The Missouri Senate gave first-round approval Tuesday to a $335 million income tax cut over objections from liberal members who saw fiscal problems ahead and conservative members who wanted deeper cuts.
The bill, which needs a final vote before it moves to the Missouri House, is a pared-down version of the $700 million tax cut sought by Gov. Mike Parson.
Sen. Lincoln Hough, a Springfield Republican sponsoring the bill, said he thinks it will be acceptable to Republican House leaders.
“We’ve been working with House leadership all along the way,” Hough said after the Senate voice vote. “I would hope this got into a good enough place for both sides of the building.”
Parson called the special session after vetoing a plan for $500 million in tax rebates included in the state budget. He said the rebate plan was underfunded and that massive state surpluses should be answered with permanent tax cuts.
The bill granted initial approval by the Senate would reduce the top tax rate to 4.95% in 2023 and add four future reductions, triggered by revenue growth. When fully implemented, the top tax rate would be 4.5%.
Parson’s plan would have accelerated five cuts already planned in state law, making the top rate 4.8% for 2023. There were no future cuts in Parson’s proposal.
Parson’s plan would have also increased the standard deduction – earnings exempt from taxation – to almost $15,000 for individuals – and exempted the first $1,000 of taxable income beyond that.
The bill approved in the Senate does not increase the standard deduction but it does include the $1,000 exclusion sought by Parson.
The official fiscal note prepared for the Senate bill predicts it will reduce state revenue by $335 million more in 2023 than the cut already in place that would take the rate for the year to 5.2%. When fully implemented, the bill would cut taxes $371 million a year more than the cuts already mandated by state law.
But the Missouri Budget Project, a liberal think tank, believes the tax cut’s impact is actually much larger. The group calculates that the tax cut would reduce state revenue by $513 million in 2023 and $1.15 billion annually when fully implemented.
“Low income people are hit hardest by increasing rates of inflation,” saidJeremy Lafaver, lobbyist for the Missouri Budget Project. “If we were worried about their situation, they would have been considered in this bill.”
Taxpayers with incomes of $22,000 or below – the lowest 20% of Missouri earners – would each receive an average cut of $3, the Missouri Budget Project analysis shows. For families near the median household income of $57,290 would see an average tax cut of $66 in 2023. Those in the top 1% of income earners, earning $552,000 or more per year, would receive an average tax cut of $4,214 in 2023.

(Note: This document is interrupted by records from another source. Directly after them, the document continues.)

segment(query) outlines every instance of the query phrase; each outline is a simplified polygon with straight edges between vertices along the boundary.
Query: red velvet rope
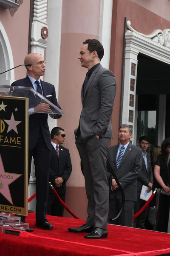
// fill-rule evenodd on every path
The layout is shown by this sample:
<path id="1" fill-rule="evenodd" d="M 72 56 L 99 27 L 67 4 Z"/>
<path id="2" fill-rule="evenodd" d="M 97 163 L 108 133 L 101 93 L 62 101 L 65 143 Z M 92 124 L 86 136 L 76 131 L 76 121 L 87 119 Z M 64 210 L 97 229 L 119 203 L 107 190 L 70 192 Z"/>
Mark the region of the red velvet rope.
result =
<path id="1" fill-rule="evenodd" d="M 155 193 L 153 193 L 150 197 L 149 198 L 149 199 L 147 201 L 146 201 L 145 204 L 144 204 L 143 207 L 141 209 L 136 212 L 135 215 L 133 215 L 133 219 L 134 220 L 134 218 L 137 218 L 141 213 L 146 208 L 147 206 L 150 203 L 150 201 L 152 200 L 152 198 L 155 195 Z"/>
<path id="2" fill-rule="evenodd" d="M 64 207 L 65 208 L 65 209 L 66 210 L 67 210 L 67 211 L 68 211 L 68 212 L 69 212 L 71 214 L 71 215 L 72 215 L 75 218 L 76 218 L 76 219 L 77 219 L 78 220 L 80 219 L 80 218 L 79 218 L 79 217 L 78 217 L 77 216 L 76 216 L 76 215 L 75 215 L 74 214 L 74 212 L 73 212 L 72 211 L 71 211 L 71 210 L 70 209 L 69 209 L 69 208 L 65 204 L 65 203 L 64 203 L 64 202 L 60 198 L 60 196 L 58 195 L 57 192 L 53 188 L 52 189 L 52 190 L 53 191 L 53 193 L 54 194 L 54 195 L 56 196 L 56 197 L 59 200 L 59 201 L 60 202 L 60 203 L 62 204 L 62 205 L 64 206 Z M 152 200 L 152 198 L 153 198 L 153 197 L 154 197 L 154 195 L 155 195 L 155 193 L 153 193 L 152 194 L 152 195 L 150 196 L 150 197 L 147 200 L 147 202 L 146 202 L 146 203 L 145 204 L 141 209 L 139 212 L 136 212 L 136 214 L 135 214 L 135 215 L 133 215 L 133 220 L 134 220 L 134 219 L 135 219 L 135 218 L 137 218 L 141 213 L 141 212 L 142 212 L 144 210 L 144 209 L 145 209 L 146 208 L 146 207 L 150 203 L 150 201 Z M 29 203 L 29 202 L 30 202 L 30 201 L 31 201 L 31 200 L 32 200 L 34 198 L 35 198 L 36 196 L 36 193 L 35 193 L 31 197 L 30 197 L 29 198 L 28 198 L 28 203 Z"/>
<path id="3" fill-rule="evenodd" d="M 62 205 L 64 206 L 64 208 L 65 208 L 65 209 L 66 210 L 67 210 L 67 211 L 68 211 L 68 212 L 69 212 L 70 213 L 70 214 L 71 214 L 71 215 L 72 215 L 73 217 L 74 217 L 75 218 L 76 218 L 78 220 L 79 220 L 80 219 L 80 218 L 79 218 L 79 217 L 78 217 L 77 216 L 76 216 L 76 215 L 75 215 L 74 214 L 74 213 L 72 211 L 71 211 L 71 210 L 70 209 L 69 209 L 69 208 L 65 204 L 65 203 L 64 203 L 64 202 L 60 198 L 60 196 L 59 196 L 59 195 L 57 194 L 57 191 L 54 189 L 52 189 L 52 190 L 53 191 L 53 193 L 56 196 L 56 197 L 58 198 L 58 199 L 59 200 L 60 202 L 60 203 L 62 204 Z M 36 193 L 35 193 L 33 195 L 32 195 L 31 197 L 29 198 L 28 198 L 28 203 L 29 203 L 29 202 L 30 202 L 30 201 L 31 201 L 31 200 L 32 200 L 32 199 L 33 199 L 34 198 L 35 198 L 35 197 L 36 196 Z"/>
<path id="4" fill-rule="evenodd" d="M 34 194 L 34 195 L 31 195 L 31 196 L 28 199 L 28 202 L 29 203 L 29 202 L 30 202 L 30 201 L 32 200 L 32 199 L 34 199 L 34 198 L 35 198 L 36 196 L 36 193 L 35 193 L 35 194 Z"/>

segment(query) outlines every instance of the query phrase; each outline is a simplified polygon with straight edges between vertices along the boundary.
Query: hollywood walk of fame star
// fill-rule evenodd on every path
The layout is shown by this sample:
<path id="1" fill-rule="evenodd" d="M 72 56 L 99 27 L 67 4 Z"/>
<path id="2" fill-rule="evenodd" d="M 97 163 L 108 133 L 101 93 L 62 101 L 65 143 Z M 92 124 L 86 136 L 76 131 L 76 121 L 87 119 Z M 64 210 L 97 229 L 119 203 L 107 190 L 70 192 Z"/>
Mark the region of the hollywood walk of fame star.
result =
<path id="1" fill-rule="evenodd" d="M 8 133 L 11 130 L 14 130 L 17 134 L 18 134 L 18 131 L 17 130 L 17 126 L 21 122 L 21 121 L 15 121 L 14 119 L 13 113 L 12 113 L 12 115 L 11 117 L 10 120 L 4 120 L 7 124 L 9 125 L 8 128 L 7 132 Z"/>
<path id="2" fill-rule="evenodd" d="M 12 205 L 13 203 L 9 190 L 9 185 L 20 177 L 22 174 L 6 172 L 0 154 L 0 193 Z"/>
<path id="3" fill-rule="evenodd" d="M 7 105 L 4 105 L 3 102 L 2 102 L 2 103 L 0 104 L 0 111 L 1 110 L 4 110 L 5 111 L 5 107 L 6 107 Z"/>

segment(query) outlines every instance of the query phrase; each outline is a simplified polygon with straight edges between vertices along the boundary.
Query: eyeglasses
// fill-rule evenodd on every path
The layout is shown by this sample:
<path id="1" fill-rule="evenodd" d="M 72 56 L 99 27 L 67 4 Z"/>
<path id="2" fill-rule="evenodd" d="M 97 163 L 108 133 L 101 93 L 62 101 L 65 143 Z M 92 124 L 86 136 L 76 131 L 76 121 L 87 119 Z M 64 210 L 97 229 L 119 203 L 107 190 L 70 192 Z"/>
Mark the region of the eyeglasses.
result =
<path id="1" fill-rule="evenodd" d="M 56 134 L 56 135 L 57 135 L 57 136 L 58 136 L 59 135 L 61 135 L 61 136 L 63 138 L 65 138 L 66 136 L 65 134 Z"/>
<path id="2" fill-rule="evenodd" d="M 44 64 L 44 65 L 45 65 L 46 61 L 39 61 L 39 62 L 38 62 L 38 63 L 33 63 L 32 64 L 31 64 L 31 66 L 32 65 L 35 65 L 36 64 L 37 64 L 37 65 L 38 65 L 38 66 L 41 66 L 43 65 L 43 64 Z"/>

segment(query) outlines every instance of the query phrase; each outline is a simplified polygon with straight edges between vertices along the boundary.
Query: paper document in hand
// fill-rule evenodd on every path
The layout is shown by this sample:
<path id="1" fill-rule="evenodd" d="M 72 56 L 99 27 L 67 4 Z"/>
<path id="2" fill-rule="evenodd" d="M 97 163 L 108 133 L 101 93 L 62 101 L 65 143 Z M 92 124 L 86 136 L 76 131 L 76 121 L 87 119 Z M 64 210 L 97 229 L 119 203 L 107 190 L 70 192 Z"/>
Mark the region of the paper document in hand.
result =
<path id="1" fill-rule="evenodd" d="M 150 191 L 149 193 L 147 193 L 147 190 L 148 187 L 146 186 L 142 186 L 142 188 L 141 193 L 140 195 L 140 199 L 144 200 L 145 201 L 147 201 L 149 198 L 152 195 L 152 190 Z"/>

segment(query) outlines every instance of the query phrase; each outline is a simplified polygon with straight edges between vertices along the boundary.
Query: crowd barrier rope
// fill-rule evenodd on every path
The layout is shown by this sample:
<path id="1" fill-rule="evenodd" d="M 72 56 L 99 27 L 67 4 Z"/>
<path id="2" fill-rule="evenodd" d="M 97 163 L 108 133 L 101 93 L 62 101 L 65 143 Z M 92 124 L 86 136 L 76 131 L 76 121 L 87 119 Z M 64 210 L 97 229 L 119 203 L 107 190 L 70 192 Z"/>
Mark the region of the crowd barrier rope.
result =
<path id="1" fill-rule="evenodd" d="M 71 214 L 71 215 L 72 215 L 73 216 L 73 217 L 77 219 L 78 220 L 80 219 L 78 217 L 76 216 L 76 215 L 75 215 L 74 214 L 74 212 L 73 212 L 72 211 L 71 211 L 71 210 L 68 208 L 68 207 L 67 206 L 67 205 L 66 205 L 65 204 L 65 203 L 64 203 L 63 201 L 60 198 L 56 190 L 55 190 L 55 189 L 54 189 L 54 187 L 53 187 L 53 185 L 51 185 L 51 182 L 49 183 L 49 185 L 50 186 L 50 188 L 52 190 L 53 193 L 55 195 L 57 198 L 58 199 L 58 200 L 60 201 L 60 203 L 64 206 L 65 209 L 68 212 L 69 212 L 70 213 L 70 214 Z M 35 193 L 31 197 L 30 197 L 29 198 L 28 198 L 28 202 L 29 203 L 29 202 L 30 202 L 31 200 L 34 199 L 34 198 L 36 197 L 36 193 Z"/>

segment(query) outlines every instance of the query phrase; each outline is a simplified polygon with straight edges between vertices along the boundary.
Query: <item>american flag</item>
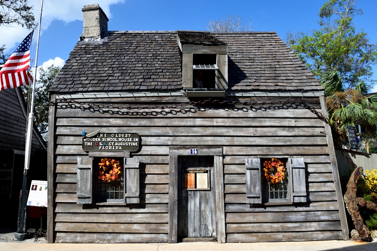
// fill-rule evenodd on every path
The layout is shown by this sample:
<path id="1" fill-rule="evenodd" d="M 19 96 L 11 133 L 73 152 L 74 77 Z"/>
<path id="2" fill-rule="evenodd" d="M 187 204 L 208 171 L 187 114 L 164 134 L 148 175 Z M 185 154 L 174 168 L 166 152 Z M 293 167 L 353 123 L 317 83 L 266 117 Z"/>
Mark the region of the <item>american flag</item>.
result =
<path id="1" fill-rule="evenodd" d="M 0 70 L 1 90 L 22 86 L 31 82 L 30 46 L 33 30 L 24 39 Z"/>

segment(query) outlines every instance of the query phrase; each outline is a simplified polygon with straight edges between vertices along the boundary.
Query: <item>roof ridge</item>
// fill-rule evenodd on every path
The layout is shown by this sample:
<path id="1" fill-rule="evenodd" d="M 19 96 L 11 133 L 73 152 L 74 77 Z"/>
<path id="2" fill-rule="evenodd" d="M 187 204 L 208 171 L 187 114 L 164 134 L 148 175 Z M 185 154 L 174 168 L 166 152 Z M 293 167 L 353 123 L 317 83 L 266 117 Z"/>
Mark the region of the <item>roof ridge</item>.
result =
<path id="1" fill-rule="evenodd" d="M 105 32 L 108 34 L 123 34 L 127 33 L 134 34 L 176 34 L 178 32 L 203 32 L 209 34 L 276 34 L 276 31 L 232 31 L 232 32 L 213 32 L 206 31 L 190 31 L 185 30 L 178 30 L 177 31 L 108 31 Z"/>

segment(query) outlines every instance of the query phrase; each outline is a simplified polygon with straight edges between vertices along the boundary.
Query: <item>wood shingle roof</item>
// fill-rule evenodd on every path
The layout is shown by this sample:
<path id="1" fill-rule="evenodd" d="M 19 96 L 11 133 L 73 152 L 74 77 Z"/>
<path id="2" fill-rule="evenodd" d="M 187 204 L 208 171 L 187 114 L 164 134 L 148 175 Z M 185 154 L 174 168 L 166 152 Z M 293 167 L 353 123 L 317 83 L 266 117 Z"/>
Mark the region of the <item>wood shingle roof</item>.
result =
<path id="1" fill-rule="evenodd" d="M 229 89 L 323 90 L 275 32 L 193 32 L 185 37 L 192 43 L 192 35 L 202 33 L 227 46 Z M 109 32 L 101 42 L 79 42 L 49 91 L 181 89 L 177 35 L 176 31 Z"/>

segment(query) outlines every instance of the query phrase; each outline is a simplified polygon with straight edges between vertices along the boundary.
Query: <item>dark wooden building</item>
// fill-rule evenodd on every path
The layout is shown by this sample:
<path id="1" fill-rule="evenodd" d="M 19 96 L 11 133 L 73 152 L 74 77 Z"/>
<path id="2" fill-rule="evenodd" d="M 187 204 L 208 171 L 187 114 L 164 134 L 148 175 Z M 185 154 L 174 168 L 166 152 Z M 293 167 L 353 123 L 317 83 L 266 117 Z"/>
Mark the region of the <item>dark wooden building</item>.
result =
<path id="1" fill-rule="evenodd" d="M 83 10 L 49 90 L 49 242 L 348 239 L 323 89 L 275 32 Z"/>
<path id="2" fill-rule="evenodd" d="M 0 213 L 6 216 L 1 227 L 15 231 L 23 179 L 28 115 L 21 87 L 0 91 Z M 47 179 L 47 153 L 46 142 L 34 126 L 29 185 L 32 179 Z"/>

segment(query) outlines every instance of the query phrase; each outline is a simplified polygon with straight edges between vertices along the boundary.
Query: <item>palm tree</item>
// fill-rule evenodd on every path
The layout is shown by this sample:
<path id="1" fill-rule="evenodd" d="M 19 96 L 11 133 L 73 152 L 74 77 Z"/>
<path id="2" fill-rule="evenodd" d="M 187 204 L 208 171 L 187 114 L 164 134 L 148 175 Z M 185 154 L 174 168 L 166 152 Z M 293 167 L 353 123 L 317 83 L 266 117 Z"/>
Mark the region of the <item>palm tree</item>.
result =
<path id="1" fill-rule="evenodd" d="M 346 135 L 346 126 L 355 123 L 374 127 L 377 122 L 377 95 L 369 96 L 369 87 L 360 81 L 353 89 L 344 90 L 342 79 L 333 69 L 321 76 L 334 141 L 340 147 Z"/>

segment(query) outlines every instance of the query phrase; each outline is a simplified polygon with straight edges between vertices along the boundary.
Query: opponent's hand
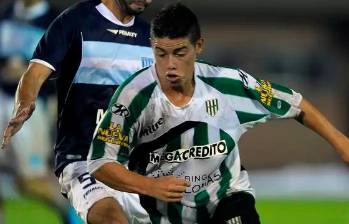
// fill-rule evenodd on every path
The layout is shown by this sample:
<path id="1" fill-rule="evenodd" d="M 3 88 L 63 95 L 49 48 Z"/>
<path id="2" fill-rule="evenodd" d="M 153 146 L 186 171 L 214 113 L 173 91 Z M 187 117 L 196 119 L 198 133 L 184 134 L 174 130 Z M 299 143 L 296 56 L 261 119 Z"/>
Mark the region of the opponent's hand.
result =
<path id="1" fill-rule="evenodd" d="M 190 183 L 175 176 L 155 178 L 149 196 L 166 202 L 179 202 Z"/>
<path id="2" fill-rule="evenodd" d="M 30 118 L 35 110 L 35 103 L 19 105 L 15 116 L 8 122 L 2 139 L 1 149 L 5 149 L 10 143 L 11 137 L 15 135 L 23 126 L 23 123 Z"/>

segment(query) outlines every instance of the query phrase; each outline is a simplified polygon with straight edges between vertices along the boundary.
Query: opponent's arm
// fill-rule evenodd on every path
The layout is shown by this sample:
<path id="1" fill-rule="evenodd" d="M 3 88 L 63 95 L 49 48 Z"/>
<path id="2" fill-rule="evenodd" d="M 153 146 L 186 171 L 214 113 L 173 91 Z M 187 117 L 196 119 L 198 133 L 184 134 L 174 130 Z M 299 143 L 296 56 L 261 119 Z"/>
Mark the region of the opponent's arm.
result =
<path id="1" fill-rule="evenodd" d="M 349 163 L 349 139 L 307 100 L 301 101 L 300 109 L 302 112 L 297 120 L 326 139 Z"/>
<path id="2" fill-rule="evenodd" d="M 103 164 L 92 175 L 113 189 L 148 195 L 167 202 L 181 201 L 186 188 L 190 186 L 187 181 L 175 176 L 142 176 L 116 162 Z"/>
<path id="3" fill-rule="evenodd" d="M 10 143 L 11 137 L 21 129 L 23 123 L 32 115 L 39 90 L 51 72 L 51 69 L 42 64 L 35 62 L 29 64 L 17 86 L 13 116 L 5 129 L 2 149 Z"/>

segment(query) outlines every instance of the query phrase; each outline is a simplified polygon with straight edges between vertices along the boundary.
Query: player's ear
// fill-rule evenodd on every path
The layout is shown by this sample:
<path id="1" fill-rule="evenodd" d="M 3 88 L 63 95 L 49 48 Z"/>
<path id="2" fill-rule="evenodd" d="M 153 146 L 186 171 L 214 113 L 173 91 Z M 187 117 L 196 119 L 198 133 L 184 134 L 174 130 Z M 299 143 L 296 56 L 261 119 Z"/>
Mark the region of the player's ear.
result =
<path id="1" fill-rule="evenodd" d="M 204 49 L 204 38 L 200 38 L 199 40 L 196 41 L 195 43 L 195 53 L 196 55 L 201 54 L 201 52 Z"/>

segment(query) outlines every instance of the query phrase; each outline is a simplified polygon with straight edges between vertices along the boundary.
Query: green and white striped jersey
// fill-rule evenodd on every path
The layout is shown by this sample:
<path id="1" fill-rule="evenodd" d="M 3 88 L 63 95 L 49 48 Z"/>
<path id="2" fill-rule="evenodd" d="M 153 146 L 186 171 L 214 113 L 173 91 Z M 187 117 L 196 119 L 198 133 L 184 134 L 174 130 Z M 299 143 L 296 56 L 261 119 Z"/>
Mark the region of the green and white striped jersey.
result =
<path id="1" fill-rule="evenodd" d="M 223 197 L 253 193 L 241 171 L 240 136 L 267 119 L 300 113 L 299 93 L 241 70 L 197 62 L 194 79 L 191 101 L 177 107 L 162 92 L 154 65 L 139 71 L 114 94 L 91 145 L 91 172 L 117 161 L 146 176 L 191 183 L 181 203 L 141 198 L 154 223 L 200 222 Z"/>

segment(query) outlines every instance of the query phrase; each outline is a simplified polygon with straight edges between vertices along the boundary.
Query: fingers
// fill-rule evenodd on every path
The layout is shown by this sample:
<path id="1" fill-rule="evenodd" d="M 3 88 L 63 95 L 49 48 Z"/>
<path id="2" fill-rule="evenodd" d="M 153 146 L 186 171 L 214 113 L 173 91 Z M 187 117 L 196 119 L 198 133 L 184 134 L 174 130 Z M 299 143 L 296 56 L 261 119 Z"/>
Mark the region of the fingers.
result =
<path id="1" fill-rule="evenodd" d="M 5 149 L 7 145 L 10 143 L 12 137 L 13 127 L 11 125 L 7 126 L 4 131 L 4 136 L 1 143 L 1 149 Z"/>

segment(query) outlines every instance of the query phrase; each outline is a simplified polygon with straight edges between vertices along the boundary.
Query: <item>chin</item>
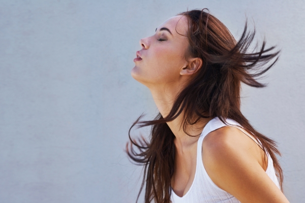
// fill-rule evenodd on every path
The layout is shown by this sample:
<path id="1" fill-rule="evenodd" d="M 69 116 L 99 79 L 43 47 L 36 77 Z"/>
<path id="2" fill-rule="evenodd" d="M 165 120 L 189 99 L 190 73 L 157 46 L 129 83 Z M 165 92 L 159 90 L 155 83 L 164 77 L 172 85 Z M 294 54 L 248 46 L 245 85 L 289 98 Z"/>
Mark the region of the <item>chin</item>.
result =
<path id="1" fill-rule="evenodd" d="M 136 66 L 134 66 L 131 70 L 131 74 L 134 79 L 146 86 L 147 83 L 145 82 L 146 80 L 145 80 L 142 74 L 141 74 L 141 72 L 139 70 L 139 67 Z"/>

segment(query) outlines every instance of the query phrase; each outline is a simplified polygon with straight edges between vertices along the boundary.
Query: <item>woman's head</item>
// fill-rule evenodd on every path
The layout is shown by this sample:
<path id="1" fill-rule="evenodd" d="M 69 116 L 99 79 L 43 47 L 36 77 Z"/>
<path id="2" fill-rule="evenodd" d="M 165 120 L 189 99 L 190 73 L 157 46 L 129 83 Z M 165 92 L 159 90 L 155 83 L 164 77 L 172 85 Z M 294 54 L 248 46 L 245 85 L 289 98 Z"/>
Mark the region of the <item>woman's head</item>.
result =
<path id="1" fill-rule="evenodd" d="M 202 65 L 200 58 L 186 57 L 189 52 L 188 19 L 171 17 L 158 26 L 155 35 L 140 40 L 134 78 L 148 87 L 180 83 L 191 77 Z"/>
<path id="2" fill-rule="evenodd" d="M 152 199 L 169 202 L 175 136 L 167 122 L 182 112 L 182 125 L 187 134 L 187 126 L 198 123 L 201 118 L 218 117 L 223 122 L 227 118 L 237 121 L 262 143 L 273 161 L 280 184 L 283 182 L 282 169 L 275 155 L 280 154 L 276 143 L 251 126 L 240 111 L 239 98 L 240 82 L 264 86 L 256 78 L 274 64 L 279 52 L 272 52 L 274 47 L 265 49 L 264 41 L 257 51 L 250 51 L 255 32 L 248 32 L 247 24 L 236 42 L 220 21 L 204 10 L 181 13 L 158 27 L 154 36 L 140 41 L 142 49 L 139 53 L 143 58 L 135 62 L 132 72 L 134 78 L 148 87 L 188 82 L 177 93 L 166 117 L 159 114 L 148 121 L 139 121 L 139 118 L 131 127 L 152 126 L 148 142 L 140 140 L 138 144 L 129 134 L 132 148 L 127 149 L 132 160 L 145 165 L 145 202 Z M 163 27 L 170 29 L 173 35 L 162 30 Z M 158 40 L 163 38 L 168 41 Z"/>

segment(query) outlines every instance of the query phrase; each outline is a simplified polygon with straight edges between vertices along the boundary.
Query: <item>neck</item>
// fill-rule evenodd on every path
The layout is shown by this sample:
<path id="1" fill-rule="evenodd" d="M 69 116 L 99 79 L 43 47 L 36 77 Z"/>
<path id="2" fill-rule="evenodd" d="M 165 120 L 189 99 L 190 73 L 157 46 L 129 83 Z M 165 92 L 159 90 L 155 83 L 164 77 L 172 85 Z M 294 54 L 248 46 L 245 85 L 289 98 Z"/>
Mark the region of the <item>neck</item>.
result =
<path id="1" fill-rule="evenodd" d="M 184 87 L 185 87 L 171 86 L 167 86 L 166 88 L 163 86 L 149 88 L 155 103 L 163 118 L 166 117 L 168 115 L 176 96 Z M 200 134 L 203 127 L 210 120 L 210 118 L 202 118 L 196 124 L 188 125 L 186 130 L 188 133 L 191 136 L 190 136 L 184 131 L 183 129 L 183 124 L 185 122 L 184 115 L 184 111 L 182 111 L 174 120 L 167 123 L 176 137 L 175 146 L 177 149 L 182 150 L 196 143 L 199 137 L 191 136 Z"/>

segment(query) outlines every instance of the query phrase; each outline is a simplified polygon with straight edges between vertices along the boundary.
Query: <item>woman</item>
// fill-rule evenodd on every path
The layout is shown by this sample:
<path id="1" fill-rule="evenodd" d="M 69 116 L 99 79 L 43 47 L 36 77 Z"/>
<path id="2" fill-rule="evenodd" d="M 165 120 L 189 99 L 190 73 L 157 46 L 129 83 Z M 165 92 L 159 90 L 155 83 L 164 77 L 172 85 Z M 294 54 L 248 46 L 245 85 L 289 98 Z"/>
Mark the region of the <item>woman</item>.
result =
<path id="1" fill-rule="evenodd" d="M 240 111 L 240 82 L 263 87 L 256 78 L 279 52 L 265 42 L 249 52 L 254 33 L 247 24 L 236 42 L 204 10 L 166 21 L 140 41 L 134 60 L 132 77 L 149 89 L 160 111 L 132 126 L 152 125 L 150 140 L 131 139 L 127 146 L 144 166 L 145 202 L 288 202 L 275 142 Z"/>

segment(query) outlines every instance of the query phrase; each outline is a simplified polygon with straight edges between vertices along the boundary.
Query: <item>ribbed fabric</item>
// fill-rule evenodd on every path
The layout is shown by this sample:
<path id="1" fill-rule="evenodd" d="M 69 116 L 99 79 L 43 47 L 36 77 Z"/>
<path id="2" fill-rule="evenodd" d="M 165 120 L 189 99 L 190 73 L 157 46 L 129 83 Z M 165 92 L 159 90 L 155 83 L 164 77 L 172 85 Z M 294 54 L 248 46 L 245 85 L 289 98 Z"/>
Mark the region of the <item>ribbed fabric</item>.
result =
<path id="1" fill-rule="evenodd" d="M 209 132 L 225 126 L 232 126 L 239 129 L 252 140 L 253 137 L 245 131 L 241 125 L 236 121 L 227 119 L 227 124 L 223 123 L 218 118 L 211 120 L 204 127 L 197 144 L 197 164 L 195 178 L 189 191 L 182 197 L 177 196 L 172 190 L 171 200 L 172 203 L 235 203 L 240 202 L 234 196 L 218 187 L 207 175 L 201 157 L 202 141 Z M 276 176 L 273 161 L 268 154 L 268 166 L 266 173 L 280 188 L 280 185 Z"/>

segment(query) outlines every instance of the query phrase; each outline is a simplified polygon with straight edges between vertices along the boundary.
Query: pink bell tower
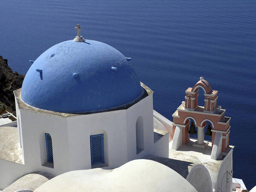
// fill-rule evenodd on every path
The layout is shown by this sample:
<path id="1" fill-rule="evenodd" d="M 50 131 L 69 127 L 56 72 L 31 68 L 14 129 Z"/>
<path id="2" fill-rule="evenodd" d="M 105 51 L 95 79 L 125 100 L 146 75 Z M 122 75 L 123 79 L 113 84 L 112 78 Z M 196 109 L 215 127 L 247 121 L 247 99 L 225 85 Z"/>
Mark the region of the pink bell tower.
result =
<path id="1" fill-rule="evenodd" d="M 172 149 L 177 150 L 181 145 L 186 145 L 189 141 L 188 131 L 190 119 L 193 120 L 198 128 L 198 140 L 193 146 L 205 148 L 208 144 L 204 140 L 204 127 L 208 121 L 211 123 L 212 128 L 211 158 L 217 159 L 221 152 L 225 152 L 229 146 L 231 118 L 225 116 L 226 110 L 218 105 L 218 91 L 212 90 L 203 77 L 201 77 L 200 79 L 192 87 L 189 87 L 185 91 L 185 101 L 182 102 L 172 115 Z M 199 88 L 204 92 L 204 106 L 198 105 Z M 179 132 L 180 137 L 177 136 L 177 132 L 175 137 L 176 131 Z"/>

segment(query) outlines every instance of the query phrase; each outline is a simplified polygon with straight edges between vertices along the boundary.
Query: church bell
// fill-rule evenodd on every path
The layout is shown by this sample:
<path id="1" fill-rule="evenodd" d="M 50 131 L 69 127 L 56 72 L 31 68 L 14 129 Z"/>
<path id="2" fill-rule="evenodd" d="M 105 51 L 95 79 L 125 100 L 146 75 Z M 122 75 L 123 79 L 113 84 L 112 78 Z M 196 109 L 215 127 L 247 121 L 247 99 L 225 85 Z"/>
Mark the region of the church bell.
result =
<path id="1" fill-rule="evenodd" d="M 208 124 L 208 126 L 207 128 L 207 131 L 206 131 L 206 133 L 205 133 L 205 134 L 206 135 L 211 136 L 212 135 L 212 132 L 211 131 L 211 130 L 212 128 L 211 128 L 211 125 Z"/>
<path id="2" fill-rule="evenodd" d="M 191 122 L 191 125 L 190 125 L 190 129 L 189 129 L 189 133 L 193 135 L 197 133 L 197 132 L 195 130 L 195 123 L 194 123 L 194 122 Z"/>

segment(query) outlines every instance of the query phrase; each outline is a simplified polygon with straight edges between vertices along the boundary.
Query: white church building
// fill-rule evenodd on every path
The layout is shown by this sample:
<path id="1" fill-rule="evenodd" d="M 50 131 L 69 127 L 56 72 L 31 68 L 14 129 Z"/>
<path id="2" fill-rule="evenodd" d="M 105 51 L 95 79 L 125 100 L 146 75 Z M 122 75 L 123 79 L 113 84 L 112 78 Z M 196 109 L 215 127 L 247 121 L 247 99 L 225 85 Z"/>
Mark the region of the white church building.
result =
<path id="1" fill-rule="evenodd" d="M 154 110 L 153 92 L 131 58 L 75 29 L 73 40 L 32 61 L 14 91 L 17 127 L 0 125 L 0 190 L 33 180 L 36 192 L 239 191 L 231 118 L 208 81 L 201 77 L 185 91 L 172 122 Z"/>
<path id="2" fill-rule="evenodd" d="M 79 33 L 38 57 L 14 92 L 21 160 L 0 159 L 0 189 L 33 172 L 57 175 L 168 157 L 168 132 L 154 132 L 153 91 L 130 60 Z"/>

During floor debate, Democratic members said they were worried that the tax cut will force the state to spend the $4.4 billion general revenue to maintain current service levels. That is not enough, said Sen. Jill Schupp, D-Creve Coeur, to help schools retain teachers and the state to retain employees.
The Missouri Children’s Division is suffering high turnover and low morale with caseloads as much as four times the standard, Schupp said. A tax cut that goes too deep can’t be easily reversed by lawmakers.
“By doing something like this, my concern is, once it is in place, there is no going back without a vote of the people,” Schupp said.
Hough defended the tax plan as a prudent way to cut.
“I don’t think this bankrupts the state in any way,” Hough said.
The future cuts currently in state law will take effect if revenues for a fiscal year exceed the highest of the three previous years by at least $150 million. After the cut for 2023 mandated by the bill, a cut for 2024 would require a revenue increase of at least $175 million.
The three additional cuts would require a revenue increase of at least $200 million more than the highest general revenue receipts of the previous five years. Hough’s bill also raises the bar for those future tax cuts by making inflation adjustments to the revenue tested.
The fiscal year that ended June 30 saw record general revenue of $12.9 billion. If inflation is 5% per year, revenues in fiscal 2024 would have to be about $14.4 billion for a tax cut to take effect for 2025.
Sen. Bob Onder, R-Lake St. Louis, said he would like to see Missouri eliminate the income tax. He offered a bill that would, over at least two decades, step the income tax rate to zero.
“Why not keep going until we get down to zero?” he asked Hough.
That may be a good goal, Hough said, noting the Republican majority has provided substantial cuts to tax rates already.
“I think we are working in that direction,” Hough said.
Democrats don’t like cuts that make permanent reductions in state revenue in response to a historic surplus created from an unlikely set of circumstances, Senate Minority Leader John Rizzo of Independence said.
But the bill could have been worse, he said.
“I do believe this is the best possible outcome that could have happened,” Rizzo said. “We won’t stop pointing those things out and we won’t stop pushing the majority party into spending money in the places we think we need to.”